"Killing children": Congress takes action on danger of car seat backs
Members of the Senate and the House of Representatives are demanding answers and action to end deadly seat back collapses in vehicles - a problem that would only cost a few dollars to fix, reports CBS News correspondent Kris Van Cleave.
The threat puts children's lives at risk, like Taylor Warner, who was just 16 months old when her family's Honda Odyssey Minivan was rear-ended at 55 miles an hour. She was in her car seat behind her father Andy, when his seat broke and fell backwards on top of her. Taylor died.
"And it was all because of some stupid car that we thought was the safest thing we could get for our family to protect them," her mother Liz said, sobbing.
Crash test videos show seats can fail in a rear-end collision, launching the front seat occupant into the back of the vehicle or into passengers behind them.
Our CBS News investigation has found more than 100 people - mostly children - have been severely injured or killed by seat back failures since 1989.
"Without CBS, this is just one other safety issue that might have stayed under the rug for another generation," said Senator Ed Markey.
On Wednesday, Markey - along with Senator Richard Blumenthal - will send a letter to Honda and 18 other automakers, demanding answers about seat back failures and the deaths they've caused.
"Because the auto industry refused to fix these seat backs, we have tragedies like this that happen all across America, month after month, year after year," Markey said.
He also wants action from the National Highway Traffic Safety Administration, which regulates those automakers.
"We had warnings on airbags for years.
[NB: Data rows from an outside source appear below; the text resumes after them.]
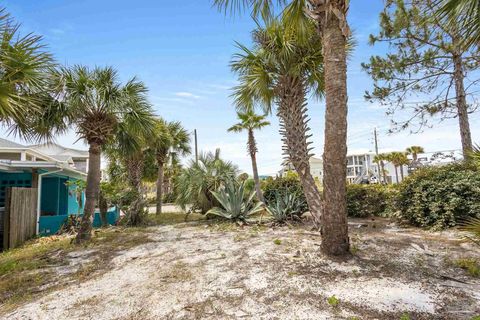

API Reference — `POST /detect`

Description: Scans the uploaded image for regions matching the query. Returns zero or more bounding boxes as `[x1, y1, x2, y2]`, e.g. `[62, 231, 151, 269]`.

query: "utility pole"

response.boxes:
[194, 129, 198, 165]
[374, 127, 384, 183]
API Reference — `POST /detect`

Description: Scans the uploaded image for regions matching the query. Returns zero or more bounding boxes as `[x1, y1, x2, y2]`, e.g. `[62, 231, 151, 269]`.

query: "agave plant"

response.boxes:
[206, 181, 263, 222]
[267, 192, 306, 223]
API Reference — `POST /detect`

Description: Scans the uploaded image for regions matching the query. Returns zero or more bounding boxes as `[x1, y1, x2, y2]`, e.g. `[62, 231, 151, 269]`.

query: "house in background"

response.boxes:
[279, 152, 409, 185]
[29, 142, 90, 173]
[0, 138, 118, 248]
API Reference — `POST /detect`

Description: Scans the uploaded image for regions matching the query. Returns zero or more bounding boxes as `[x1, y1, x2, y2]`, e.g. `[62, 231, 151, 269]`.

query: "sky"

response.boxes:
[2, 0, 479, 175]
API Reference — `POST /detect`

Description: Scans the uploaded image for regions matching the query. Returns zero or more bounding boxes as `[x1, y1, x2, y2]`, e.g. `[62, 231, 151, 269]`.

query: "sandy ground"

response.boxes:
[3, 218, 480, 320]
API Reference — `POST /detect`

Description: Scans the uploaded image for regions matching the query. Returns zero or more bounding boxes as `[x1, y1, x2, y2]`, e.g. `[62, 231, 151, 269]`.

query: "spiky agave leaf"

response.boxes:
[207, 181, 264, 221]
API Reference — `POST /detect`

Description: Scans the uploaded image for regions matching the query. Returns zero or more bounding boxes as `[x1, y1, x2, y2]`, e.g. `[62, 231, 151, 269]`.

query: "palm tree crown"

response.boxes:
[0, 9, 54, 137]
[405, 146, 425, 161]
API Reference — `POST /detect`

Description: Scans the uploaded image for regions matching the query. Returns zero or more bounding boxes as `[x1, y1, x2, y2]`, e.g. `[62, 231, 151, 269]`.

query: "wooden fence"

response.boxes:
[2, 187, 38, 250]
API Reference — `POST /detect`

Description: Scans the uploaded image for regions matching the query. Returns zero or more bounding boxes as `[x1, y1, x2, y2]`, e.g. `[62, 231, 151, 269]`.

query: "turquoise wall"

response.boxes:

NHTSA did nothing. We've had warnings on seat backs killing children in the back seats. NHTSA has done nothing," Markey said. "This is just history repeating itself. It just has to end."
NHTSA and carmakers have known about the problem for decades. One auto company engineer testified fixing the seats would cost on the order of a dollar or so.
But there's little incentive to fix them. They all meet or exceed the federal standard for seat strength - a standard so low even a banquet chair passed.
NHTSA said it doesn't have enough data to support making changes. Congresswoman Diane DeGette thinks stories like Taylor's should matter more.
"Sure you might say it's only a hundred people who have been injured or killed. But that's a hundred people who have been injured or killed," DeGette said. "And when the fix is just a small cost to fix it, why wouldn't you do that?"
For the Warners, getting stronger seats has become a very personal mission.
"We have to honor Taylor's memory and we have to make it known that this problem is out there and that she's not dying in vain," said her father Andy.
NHTSA and safety experts said children should never be put in the front seat. In March, NHTSA told CBS News it would put together guidance on the safest place for children in the back seat, but has no update on the status of that guidance.
Automakers said their cars are safe and they have until June 23rd to prove that to Senators Markey and Blumenthal.